Every morning, Kabukimono tripped on his own shoelaces before even reaching the school gate. The boy was practically stitched together with bandages—knees, palms, elbow—like a walking scrapbook of small disasters. His sweater over his uniform was two sizes too big.
He feared everything. Heights. Loud thunder. The sound of buses screeching by. Even the sight of snakes on a biology chart made him pale. He’d get motion sick in cars, seasick on class trips, dizzy on escalators. Yet he still tried to smile through it, soft and awkward.
Then there was Nari
His girlfriend. The school’s doll-faced nightmare.

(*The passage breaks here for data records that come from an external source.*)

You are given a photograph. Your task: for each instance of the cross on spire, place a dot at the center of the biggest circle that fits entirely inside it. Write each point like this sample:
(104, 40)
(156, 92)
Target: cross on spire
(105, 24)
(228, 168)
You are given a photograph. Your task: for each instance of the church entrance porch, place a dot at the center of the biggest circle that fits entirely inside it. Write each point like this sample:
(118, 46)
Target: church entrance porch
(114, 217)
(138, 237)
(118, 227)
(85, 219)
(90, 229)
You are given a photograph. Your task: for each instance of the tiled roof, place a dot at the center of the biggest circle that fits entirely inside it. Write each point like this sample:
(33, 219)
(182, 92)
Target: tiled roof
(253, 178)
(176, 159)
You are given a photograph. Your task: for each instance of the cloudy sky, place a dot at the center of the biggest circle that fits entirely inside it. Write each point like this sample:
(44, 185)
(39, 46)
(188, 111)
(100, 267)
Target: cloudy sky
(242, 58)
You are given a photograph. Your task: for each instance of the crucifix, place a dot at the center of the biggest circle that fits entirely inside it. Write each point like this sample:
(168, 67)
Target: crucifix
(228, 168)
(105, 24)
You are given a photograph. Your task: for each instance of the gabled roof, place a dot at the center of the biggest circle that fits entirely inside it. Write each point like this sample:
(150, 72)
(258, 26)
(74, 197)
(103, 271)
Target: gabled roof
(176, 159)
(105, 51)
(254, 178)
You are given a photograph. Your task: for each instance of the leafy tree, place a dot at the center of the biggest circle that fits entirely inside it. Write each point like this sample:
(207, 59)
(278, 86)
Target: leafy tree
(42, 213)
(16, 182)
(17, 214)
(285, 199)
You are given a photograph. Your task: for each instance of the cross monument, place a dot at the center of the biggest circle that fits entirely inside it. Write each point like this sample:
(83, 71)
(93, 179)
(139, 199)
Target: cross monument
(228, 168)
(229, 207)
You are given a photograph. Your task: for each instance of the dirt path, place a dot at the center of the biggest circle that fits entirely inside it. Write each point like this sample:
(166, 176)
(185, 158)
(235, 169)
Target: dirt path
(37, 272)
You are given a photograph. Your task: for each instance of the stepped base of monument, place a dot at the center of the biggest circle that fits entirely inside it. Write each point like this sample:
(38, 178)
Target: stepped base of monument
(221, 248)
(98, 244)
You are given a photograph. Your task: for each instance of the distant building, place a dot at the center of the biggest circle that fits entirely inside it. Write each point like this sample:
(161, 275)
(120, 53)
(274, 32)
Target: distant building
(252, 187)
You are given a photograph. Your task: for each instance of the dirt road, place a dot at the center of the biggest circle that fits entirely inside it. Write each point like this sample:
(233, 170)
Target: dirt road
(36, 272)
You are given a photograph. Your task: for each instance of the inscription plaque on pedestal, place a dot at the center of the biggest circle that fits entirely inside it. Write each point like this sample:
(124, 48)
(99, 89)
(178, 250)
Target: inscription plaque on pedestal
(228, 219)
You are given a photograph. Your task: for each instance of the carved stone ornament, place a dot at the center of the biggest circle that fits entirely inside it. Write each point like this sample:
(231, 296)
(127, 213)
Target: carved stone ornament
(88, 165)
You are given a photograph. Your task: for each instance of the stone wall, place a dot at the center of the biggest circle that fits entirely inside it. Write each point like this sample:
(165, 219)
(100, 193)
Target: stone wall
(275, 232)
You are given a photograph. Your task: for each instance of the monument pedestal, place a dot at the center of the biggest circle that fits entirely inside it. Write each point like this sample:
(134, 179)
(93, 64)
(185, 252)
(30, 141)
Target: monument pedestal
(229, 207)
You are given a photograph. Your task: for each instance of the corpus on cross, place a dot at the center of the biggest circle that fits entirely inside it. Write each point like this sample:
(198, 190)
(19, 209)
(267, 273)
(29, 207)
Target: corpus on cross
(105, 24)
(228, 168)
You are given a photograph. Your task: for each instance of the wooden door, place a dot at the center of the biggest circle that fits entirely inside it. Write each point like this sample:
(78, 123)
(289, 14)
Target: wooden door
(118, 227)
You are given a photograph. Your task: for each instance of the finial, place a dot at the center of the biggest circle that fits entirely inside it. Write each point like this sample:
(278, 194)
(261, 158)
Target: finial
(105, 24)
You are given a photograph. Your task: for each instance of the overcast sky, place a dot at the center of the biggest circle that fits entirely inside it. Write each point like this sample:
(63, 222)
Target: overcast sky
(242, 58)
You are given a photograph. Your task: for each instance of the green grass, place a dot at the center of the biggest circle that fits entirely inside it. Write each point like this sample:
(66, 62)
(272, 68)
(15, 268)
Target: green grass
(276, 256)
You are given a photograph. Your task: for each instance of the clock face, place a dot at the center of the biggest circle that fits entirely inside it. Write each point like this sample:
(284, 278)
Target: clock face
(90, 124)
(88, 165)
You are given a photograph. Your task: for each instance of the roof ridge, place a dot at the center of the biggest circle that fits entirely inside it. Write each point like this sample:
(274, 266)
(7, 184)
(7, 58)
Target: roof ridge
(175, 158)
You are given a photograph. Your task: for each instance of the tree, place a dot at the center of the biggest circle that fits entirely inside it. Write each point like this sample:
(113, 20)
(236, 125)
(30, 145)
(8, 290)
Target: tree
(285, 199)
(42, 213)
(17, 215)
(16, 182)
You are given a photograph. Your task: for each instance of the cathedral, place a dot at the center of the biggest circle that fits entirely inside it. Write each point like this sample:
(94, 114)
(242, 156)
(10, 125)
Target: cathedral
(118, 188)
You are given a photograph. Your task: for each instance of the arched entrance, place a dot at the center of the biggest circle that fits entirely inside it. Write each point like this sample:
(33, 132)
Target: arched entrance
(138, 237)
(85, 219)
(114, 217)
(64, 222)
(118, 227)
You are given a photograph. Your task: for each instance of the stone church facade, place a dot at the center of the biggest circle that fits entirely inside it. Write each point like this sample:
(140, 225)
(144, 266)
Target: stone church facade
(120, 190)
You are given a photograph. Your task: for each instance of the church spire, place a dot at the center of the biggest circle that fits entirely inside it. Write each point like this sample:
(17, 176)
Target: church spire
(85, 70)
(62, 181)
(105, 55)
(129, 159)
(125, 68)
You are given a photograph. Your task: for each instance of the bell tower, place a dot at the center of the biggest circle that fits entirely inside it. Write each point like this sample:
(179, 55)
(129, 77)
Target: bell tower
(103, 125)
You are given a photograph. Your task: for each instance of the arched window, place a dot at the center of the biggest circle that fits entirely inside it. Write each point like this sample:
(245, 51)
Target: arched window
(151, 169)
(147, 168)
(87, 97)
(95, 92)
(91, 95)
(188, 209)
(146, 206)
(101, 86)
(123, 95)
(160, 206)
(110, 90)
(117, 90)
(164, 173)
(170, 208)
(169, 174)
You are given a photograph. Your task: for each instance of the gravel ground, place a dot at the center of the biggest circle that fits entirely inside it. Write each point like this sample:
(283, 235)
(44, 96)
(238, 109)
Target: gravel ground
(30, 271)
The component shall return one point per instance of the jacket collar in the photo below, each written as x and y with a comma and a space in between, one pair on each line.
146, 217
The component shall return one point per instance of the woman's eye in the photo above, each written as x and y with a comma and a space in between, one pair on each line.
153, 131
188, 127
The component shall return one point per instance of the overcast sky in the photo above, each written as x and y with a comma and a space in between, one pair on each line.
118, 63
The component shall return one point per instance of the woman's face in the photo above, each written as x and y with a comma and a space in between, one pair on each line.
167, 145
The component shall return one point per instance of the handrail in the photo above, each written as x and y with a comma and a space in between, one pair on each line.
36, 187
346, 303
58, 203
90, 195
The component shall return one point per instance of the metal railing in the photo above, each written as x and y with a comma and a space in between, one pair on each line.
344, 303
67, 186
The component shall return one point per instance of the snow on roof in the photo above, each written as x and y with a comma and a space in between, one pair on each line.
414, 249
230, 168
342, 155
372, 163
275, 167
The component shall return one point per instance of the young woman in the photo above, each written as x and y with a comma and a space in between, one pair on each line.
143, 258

Pretty didn’t even begin to describe her—she was glossy. Every day she arrived in a pale pink convertible that smelled of expensive perfume and gasoline, hair curled perfectly, lips tinted the color of strawberry cream. She’d fix her makeup during class with a compact mirror shaped like a heart, smiling sweetly even when teachers scolded her.
Everyone adored her from afar, and avoided her up close.
Because she didn’t feel.
There was that time in the cafeteria—someone made fun of Kabukimono’s clumsiness. She just smiled, took a fork, and stabbed the boy’s hand clean through the tray. Another time, she “accidentally” let a stair railing loose, sending a girl tumbling down mid-gossip. And perhaps the strangest of all—her pet bunny. It died weeks ago, but she kept its glass case on her vanity, ribbons tied neatly around the lifeless neck, like it was just sleeping.

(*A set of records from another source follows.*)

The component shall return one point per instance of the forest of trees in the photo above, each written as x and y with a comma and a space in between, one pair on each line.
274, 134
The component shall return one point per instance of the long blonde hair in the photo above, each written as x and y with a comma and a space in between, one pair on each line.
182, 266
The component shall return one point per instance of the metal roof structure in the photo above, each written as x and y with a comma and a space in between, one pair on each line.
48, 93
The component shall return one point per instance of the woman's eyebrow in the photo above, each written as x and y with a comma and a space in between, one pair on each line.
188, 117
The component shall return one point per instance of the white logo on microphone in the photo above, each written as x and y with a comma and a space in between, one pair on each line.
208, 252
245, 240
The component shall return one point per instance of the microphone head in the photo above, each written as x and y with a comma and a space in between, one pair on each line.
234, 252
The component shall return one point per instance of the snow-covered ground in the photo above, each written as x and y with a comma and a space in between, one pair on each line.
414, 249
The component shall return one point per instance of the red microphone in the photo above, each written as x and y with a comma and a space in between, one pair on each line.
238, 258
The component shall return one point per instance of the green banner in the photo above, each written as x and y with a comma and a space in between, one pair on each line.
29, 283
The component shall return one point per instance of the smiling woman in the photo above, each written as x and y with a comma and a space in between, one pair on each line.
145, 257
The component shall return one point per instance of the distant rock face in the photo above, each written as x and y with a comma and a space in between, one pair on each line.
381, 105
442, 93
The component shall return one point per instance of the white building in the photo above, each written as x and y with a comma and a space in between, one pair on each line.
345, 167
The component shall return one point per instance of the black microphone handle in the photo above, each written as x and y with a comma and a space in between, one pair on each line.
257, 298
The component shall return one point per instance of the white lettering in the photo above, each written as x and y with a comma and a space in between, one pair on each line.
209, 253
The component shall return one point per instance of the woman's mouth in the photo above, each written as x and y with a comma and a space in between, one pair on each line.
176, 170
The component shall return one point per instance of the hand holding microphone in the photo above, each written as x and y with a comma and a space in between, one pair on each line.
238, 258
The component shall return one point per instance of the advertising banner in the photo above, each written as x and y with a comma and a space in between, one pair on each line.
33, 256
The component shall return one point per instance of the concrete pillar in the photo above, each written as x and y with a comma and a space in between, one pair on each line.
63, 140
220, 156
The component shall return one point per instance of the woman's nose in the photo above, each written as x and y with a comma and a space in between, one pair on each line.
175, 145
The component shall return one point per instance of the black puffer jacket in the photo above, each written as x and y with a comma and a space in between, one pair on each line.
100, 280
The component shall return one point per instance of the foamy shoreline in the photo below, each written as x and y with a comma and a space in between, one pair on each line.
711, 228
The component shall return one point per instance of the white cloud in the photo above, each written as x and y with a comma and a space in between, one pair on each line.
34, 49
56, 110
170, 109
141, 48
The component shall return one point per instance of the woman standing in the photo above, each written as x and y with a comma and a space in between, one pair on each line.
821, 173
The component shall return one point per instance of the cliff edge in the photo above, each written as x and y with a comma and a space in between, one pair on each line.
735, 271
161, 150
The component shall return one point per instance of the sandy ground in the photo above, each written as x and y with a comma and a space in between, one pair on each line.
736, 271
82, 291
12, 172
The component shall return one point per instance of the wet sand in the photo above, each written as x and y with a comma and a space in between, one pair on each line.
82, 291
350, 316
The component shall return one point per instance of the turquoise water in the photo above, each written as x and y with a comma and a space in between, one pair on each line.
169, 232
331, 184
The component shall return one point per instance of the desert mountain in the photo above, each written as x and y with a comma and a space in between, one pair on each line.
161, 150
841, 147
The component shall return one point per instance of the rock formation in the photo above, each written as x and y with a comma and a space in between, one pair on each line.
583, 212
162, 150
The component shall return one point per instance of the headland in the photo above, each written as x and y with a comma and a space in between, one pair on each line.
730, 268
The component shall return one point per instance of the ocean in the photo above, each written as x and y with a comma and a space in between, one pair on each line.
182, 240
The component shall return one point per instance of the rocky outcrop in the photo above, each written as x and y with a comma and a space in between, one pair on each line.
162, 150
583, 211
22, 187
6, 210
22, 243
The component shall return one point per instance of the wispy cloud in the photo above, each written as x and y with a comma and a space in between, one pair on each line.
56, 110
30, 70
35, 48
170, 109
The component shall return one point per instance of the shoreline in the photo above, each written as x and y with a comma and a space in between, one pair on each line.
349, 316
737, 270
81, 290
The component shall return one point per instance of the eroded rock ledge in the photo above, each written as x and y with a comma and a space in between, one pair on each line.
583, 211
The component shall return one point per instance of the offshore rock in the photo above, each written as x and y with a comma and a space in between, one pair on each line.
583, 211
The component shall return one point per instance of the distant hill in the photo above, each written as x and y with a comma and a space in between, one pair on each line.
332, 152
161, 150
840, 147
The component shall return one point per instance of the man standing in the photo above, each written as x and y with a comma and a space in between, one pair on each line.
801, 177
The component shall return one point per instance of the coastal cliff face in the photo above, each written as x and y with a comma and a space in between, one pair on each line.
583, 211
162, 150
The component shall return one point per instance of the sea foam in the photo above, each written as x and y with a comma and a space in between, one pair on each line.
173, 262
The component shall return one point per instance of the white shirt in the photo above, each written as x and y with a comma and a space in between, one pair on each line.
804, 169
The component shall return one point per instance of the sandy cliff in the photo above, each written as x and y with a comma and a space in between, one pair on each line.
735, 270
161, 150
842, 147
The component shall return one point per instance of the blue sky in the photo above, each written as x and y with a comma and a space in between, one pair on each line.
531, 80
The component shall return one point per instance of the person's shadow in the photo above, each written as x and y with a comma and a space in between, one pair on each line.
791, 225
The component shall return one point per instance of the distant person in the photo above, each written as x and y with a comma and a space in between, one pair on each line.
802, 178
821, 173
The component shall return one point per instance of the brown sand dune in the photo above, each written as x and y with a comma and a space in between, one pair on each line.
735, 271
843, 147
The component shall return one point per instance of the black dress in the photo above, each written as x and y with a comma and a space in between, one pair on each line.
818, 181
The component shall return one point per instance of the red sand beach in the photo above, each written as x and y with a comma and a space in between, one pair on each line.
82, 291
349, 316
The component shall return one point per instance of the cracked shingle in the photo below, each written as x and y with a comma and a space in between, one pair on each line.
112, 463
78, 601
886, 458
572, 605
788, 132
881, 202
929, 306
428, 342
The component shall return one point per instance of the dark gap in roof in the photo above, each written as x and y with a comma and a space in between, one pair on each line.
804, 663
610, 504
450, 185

Kabukimono never quite knew how to deal with her.
When she wrapped her arm around his, he flinched; when she smiled at him, he forgot how to breathe. Yet, in her strange, porcelain way, she seemed to adore him—the only thing that made her soft. She’d clean his cuts, apply his bandages, then kiss the corner of his wrist as if to mark her property.
He’d tremble, stutter, blush—and she’d giggle like a doll twisting its head too far.
No one could figure them out: the fragile boy wrapped in bandages, and the girl who wore danger like perfume. But every afternoon, they’d still walk home together—him dizzy and nervous, her humming softly, one hand on the wheel of her pink car, the other resting gently on his trembling knee.
Because in their own strange way… he was afraid of everything, and she was afraid of nothing.
The sun hung low over the school gate, washing everything gold—the walls, the chatter, the smell of chalk in the air.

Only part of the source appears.